He hid under our bed. His head hung.
I laid on the floor next to the bed, with my hand stretched as close to him as I could get, and cried.
But, he didn’t die.
I forced nutrients into him through a syringe. Took him into the bathroom when I showered and ran the shower water super hot to create steam to help clear out his sinuses.
He started eating again!
He lost four pounds in the ordeal. That’s a lot for a cat.
We just resigned ourselves to the fact that Oliver would likely die first.
When we had taken Oliver to the vet and had to leave him there during the day, we noticed Max started to act differently.
He was more present. More interactive.
Is this the kind of cat Max would be if Oliver wasn’t around?
Oliver was definitely the alpha.
We started to imagine who Max might become after Oliver passed. Hoping that would still be many years in the future.
And then, boom.
Max was gone.
We’d never get to see what kind of cat he would become if he was king of the castle.
Three nights after Max died, my husband, Judah, and I were laying next to one another in bed, talking.
The room was dark.
I made some random comment about the Winn-Dixie grocery store and proceeded to create a commercial for them using a funny voice.

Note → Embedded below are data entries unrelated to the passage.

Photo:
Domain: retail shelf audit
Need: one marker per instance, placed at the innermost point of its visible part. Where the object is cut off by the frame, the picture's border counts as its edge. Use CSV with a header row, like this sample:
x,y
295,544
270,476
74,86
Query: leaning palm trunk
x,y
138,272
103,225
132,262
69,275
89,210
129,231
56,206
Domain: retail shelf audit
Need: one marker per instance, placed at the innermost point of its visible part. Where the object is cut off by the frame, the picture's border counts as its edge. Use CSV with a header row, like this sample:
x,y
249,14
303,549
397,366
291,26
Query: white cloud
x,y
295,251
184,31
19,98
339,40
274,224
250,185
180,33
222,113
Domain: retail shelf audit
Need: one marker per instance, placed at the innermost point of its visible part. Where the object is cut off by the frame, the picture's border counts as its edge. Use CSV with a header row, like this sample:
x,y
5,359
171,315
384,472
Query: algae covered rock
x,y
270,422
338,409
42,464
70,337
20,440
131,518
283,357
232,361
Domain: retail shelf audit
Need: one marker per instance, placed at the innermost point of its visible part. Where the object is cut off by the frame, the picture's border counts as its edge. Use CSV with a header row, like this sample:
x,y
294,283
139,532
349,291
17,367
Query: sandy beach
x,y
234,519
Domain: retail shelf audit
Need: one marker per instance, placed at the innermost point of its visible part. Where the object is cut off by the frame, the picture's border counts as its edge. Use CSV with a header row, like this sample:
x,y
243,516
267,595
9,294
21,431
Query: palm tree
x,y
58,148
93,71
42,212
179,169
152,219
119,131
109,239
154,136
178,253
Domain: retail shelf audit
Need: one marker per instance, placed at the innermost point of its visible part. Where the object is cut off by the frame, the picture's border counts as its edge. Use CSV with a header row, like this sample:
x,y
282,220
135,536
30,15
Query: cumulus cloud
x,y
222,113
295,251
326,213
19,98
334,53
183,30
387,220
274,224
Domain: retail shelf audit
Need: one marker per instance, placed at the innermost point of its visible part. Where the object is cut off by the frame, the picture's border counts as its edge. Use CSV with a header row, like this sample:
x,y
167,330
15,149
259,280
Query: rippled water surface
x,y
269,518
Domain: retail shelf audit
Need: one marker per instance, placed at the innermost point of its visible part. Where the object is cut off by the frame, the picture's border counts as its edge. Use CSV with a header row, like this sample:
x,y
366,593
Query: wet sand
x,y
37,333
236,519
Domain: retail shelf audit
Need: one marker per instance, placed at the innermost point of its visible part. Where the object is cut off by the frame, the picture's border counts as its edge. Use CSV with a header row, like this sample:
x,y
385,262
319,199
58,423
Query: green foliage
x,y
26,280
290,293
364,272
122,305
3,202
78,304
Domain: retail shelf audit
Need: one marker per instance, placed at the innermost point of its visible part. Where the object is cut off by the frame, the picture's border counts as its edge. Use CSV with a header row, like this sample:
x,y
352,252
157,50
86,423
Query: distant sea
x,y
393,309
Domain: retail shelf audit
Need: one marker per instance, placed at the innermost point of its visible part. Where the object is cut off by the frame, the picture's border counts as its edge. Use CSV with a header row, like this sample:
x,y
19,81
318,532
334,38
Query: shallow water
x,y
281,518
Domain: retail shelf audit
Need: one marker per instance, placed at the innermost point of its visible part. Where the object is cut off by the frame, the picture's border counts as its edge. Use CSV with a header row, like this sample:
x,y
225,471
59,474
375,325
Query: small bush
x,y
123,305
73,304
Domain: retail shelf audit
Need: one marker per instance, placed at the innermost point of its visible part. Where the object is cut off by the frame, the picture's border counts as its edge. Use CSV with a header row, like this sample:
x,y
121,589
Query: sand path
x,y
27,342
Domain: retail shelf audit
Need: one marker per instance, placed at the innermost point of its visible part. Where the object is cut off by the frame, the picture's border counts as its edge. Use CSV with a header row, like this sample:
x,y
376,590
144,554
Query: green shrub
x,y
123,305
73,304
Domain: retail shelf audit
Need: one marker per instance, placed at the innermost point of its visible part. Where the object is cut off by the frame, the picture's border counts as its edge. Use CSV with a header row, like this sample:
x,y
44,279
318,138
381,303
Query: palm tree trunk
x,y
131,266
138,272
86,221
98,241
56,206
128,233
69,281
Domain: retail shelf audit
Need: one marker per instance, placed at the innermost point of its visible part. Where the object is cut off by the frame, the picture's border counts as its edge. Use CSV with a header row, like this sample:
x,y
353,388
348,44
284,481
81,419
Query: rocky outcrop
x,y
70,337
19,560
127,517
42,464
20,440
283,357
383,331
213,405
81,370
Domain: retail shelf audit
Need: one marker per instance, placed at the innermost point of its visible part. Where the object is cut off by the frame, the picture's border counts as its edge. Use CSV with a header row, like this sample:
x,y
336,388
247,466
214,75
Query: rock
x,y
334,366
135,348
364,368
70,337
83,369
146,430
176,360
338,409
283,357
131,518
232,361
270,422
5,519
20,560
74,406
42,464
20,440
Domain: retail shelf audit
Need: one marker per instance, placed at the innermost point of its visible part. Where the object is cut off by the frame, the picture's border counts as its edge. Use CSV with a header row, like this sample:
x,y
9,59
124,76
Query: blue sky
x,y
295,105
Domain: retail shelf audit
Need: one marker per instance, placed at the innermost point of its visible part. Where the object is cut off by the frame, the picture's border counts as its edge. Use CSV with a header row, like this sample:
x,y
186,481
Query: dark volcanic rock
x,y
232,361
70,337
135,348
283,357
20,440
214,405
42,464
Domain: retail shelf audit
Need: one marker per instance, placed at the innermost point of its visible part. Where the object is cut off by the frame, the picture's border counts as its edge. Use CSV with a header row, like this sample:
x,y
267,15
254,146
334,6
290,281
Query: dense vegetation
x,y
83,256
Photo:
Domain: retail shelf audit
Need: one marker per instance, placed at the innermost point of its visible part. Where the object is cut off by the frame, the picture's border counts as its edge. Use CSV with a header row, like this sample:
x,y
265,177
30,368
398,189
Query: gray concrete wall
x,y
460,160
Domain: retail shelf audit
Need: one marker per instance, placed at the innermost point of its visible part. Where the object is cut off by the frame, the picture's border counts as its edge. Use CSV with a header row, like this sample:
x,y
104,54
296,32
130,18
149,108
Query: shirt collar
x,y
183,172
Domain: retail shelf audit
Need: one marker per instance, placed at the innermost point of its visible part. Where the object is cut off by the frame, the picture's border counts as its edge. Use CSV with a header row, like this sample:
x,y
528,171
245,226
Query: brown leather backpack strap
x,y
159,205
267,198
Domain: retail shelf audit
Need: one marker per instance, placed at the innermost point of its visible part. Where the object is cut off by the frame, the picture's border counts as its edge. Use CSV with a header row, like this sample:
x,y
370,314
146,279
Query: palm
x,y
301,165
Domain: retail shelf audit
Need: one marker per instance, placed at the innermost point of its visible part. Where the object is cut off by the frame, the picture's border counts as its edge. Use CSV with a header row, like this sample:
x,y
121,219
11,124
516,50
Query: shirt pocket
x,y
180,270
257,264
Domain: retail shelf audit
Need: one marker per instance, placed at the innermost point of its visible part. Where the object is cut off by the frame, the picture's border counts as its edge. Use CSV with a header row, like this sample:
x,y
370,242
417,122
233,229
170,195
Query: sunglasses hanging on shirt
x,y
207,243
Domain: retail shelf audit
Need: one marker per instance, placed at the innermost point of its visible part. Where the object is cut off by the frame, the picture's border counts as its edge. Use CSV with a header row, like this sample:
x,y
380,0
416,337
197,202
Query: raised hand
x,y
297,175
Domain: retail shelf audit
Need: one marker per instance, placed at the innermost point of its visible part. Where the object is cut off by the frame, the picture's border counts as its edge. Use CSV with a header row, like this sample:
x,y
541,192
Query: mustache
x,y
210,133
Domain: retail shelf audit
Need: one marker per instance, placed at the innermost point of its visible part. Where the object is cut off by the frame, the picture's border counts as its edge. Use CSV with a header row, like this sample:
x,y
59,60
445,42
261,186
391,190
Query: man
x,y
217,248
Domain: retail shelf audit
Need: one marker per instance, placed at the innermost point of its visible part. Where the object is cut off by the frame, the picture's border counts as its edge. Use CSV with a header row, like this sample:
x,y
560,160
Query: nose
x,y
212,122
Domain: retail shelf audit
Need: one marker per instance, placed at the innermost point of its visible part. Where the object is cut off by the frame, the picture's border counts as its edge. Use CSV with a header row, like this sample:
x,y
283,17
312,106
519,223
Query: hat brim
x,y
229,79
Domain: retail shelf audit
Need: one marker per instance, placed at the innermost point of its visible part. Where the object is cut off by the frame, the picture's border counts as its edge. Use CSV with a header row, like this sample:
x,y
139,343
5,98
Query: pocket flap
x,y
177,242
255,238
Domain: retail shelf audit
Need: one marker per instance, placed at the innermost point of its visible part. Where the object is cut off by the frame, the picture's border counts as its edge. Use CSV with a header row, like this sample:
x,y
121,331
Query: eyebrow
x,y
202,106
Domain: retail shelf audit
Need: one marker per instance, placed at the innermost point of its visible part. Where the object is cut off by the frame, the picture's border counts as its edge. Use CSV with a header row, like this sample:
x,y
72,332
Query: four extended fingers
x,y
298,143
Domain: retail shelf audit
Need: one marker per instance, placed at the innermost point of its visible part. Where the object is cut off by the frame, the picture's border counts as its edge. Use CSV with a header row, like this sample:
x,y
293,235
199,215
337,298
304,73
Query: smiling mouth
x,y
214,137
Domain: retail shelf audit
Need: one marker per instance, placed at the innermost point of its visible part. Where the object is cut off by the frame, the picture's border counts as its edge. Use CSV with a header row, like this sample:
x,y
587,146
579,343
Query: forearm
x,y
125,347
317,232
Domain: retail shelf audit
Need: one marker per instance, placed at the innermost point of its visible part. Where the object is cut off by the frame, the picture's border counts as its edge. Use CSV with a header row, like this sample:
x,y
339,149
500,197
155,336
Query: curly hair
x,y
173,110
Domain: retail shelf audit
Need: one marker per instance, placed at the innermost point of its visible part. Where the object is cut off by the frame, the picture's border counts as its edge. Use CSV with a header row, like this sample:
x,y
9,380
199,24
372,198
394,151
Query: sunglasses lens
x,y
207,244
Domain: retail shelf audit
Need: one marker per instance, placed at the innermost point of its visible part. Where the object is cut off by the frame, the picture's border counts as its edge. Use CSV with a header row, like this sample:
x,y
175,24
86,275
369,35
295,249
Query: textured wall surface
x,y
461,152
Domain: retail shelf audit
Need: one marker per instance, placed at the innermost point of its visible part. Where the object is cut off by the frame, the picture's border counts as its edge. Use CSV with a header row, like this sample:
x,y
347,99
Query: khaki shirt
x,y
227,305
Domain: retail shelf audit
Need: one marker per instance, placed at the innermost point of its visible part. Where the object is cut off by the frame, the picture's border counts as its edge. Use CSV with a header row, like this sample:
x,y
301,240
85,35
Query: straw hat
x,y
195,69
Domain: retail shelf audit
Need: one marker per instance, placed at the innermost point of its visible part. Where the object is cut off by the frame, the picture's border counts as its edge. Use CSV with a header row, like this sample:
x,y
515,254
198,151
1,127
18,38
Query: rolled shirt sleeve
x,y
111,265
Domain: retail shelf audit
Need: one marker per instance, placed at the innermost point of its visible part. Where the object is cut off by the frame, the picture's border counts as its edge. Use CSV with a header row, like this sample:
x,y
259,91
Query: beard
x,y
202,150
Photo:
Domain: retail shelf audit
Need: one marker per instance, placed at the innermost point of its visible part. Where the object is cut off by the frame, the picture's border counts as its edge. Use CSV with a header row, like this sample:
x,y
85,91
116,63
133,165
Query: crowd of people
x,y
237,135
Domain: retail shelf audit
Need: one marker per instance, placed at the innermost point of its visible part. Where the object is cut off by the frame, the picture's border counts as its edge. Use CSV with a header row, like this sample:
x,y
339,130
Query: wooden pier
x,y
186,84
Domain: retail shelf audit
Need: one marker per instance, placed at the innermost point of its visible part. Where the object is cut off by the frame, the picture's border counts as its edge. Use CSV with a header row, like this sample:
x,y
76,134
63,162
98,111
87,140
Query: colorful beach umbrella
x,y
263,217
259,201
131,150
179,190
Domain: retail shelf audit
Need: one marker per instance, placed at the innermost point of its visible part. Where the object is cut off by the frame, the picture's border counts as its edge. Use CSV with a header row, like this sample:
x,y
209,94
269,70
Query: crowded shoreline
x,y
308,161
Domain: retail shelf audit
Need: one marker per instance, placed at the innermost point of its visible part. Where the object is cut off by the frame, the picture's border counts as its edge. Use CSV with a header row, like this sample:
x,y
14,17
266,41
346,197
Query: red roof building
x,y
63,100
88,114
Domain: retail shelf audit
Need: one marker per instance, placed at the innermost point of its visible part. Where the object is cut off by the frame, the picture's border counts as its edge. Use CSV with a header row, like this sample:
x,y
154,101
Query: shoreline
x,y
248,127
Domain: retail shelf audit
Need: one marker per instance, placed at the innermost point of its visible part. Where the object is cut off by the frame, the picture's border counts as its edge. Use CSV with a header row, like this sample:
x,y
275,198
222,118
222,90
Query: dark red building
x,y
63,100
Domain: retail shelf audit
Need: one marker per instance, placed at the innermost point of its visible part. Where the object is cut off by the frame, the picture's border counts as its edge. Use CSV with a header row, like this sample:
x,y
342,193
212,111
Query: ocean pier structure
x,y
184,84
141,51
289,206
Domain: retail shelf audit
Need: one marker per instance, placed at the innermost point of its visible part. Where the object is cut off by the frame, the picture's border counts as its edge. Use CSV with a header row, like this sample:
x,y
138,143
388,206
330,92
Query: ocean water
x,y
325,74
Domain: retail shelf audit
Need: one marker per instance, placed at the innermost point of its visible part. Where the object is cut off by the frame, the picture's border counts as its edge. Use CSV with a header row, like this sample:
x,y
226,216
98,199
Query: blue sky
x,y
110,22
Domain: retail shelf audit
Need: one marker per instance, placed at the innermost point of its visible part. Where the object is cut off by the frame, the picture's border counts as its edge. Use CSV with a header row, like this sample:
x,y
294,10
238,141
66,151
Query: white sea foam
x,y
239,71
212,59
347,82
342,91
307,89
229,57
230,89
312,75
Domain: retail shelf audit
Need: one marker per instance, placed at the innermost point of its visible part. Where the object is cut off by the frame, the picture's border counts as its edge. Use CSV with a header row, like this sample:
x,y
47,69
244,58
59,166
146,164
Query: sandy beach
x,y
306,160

“I love to go to the Winn-Dixie. No grocery store like it. I can get canned peas and shampoo under one roof.”
It was pure silliness. Judah was laughing so hard, he was gasp-laughing. My favorite laugh of his. It means he has been tickled to his bones.
“They put the ‘win’ in the heart of ‘Dixie’.”
I was dying laughing, too. A hearty, belly laugh.
I had a sense of euphoria deep in my gut. I love to play around and make people laugh.
The next thing I knew, the feeling deep in my gut turned, and I had tears streaming down my face.
The same basic sound was coming out of me. Because he couldn't see me, Judah thought I was still laughing.
But I was crying.
“I don’t know why, but my heart is hurting.”
He stopped laughing. I kept crying.
“I was laughing so hard and then I was crying.”
The two seemed so close to one another in my body, but they seemed so separate from one another in my mind.
My breathing slowed and the tears let up.
A few moments of silence.
Then, a lurch in my gut.
The cause of the initial laughter resurfaced in my mind, and I started laughing hysterically.
Judah did not join this time.
“Are you okay?” he asked cautiously. “You sound like The Joker.”
My laughter died down. My heart was racing.
What a crazy roller coaster ride of emotions. I’d never experienced anything quite like it before.
Full-out laughter turned into intense crying only to return to full laughter. All within a span of maybe five minutes.
I was spent. Good thing we were already in bed. I needed a nap.